The work of hunters is another thing: I have come after them and made repair
Where they have left not one stone on a stone,
But they would have the rabbit out of hiding, To please the yelping dogs.
The gaps I mean, No one has seen them made or heard them made, But at spring mending-time we find them there.
I let my neighbor know beyond the hill;
And on a day we meet to walk the line And set the wall between us once again.
We keep the wall between us as we go.
To each the boulders that have fallen to each.
And some are loaves and some so nearly balls We have to use a spell to make them balance:
‘Stay where you are until our backs are turned!
We wear our fingers rough with handling them.
Oh, just another kind of out-door game, One on a side. It comes to little more:
There where it is we do not need the wall:
He is all pine and I am apple orchard.
My apple trees will never get across And eat the cones under his pines, I tell him.
He only says, ‘Good fences make good neighbors.’
Spring is the mischief in me, and I wonder If I could put a notion in his head:
‘Why do they make good neighbors? Isn’t it Where there are cows? But here there are no cows.

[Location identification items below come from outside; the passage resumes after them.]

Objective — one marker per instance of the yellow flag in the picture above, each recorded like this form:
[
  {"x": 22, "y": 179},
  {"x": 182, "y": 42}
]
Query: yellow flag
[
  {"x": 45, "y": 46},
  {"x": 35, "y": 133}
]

Before I built a wall I’d ask to know What I was walling in or walling out,
And to whom I was like to give offense.
Something there is that doesn’t love a wall, That wants it down.’ I could say ‘Elves’ to him,
But it’s not elves exactly, and I’d rather He said it for himself. I see him there Bringing a stone grasped firmly by the top
In each hand, like an old-stone savage armed.
He moves in darkness as it seems to me, Not of woods only and the shade of trees.
He will not go behind his father’s saying, And he likes having thought of it so well
He says again, ‘Good fences make good neighbors.’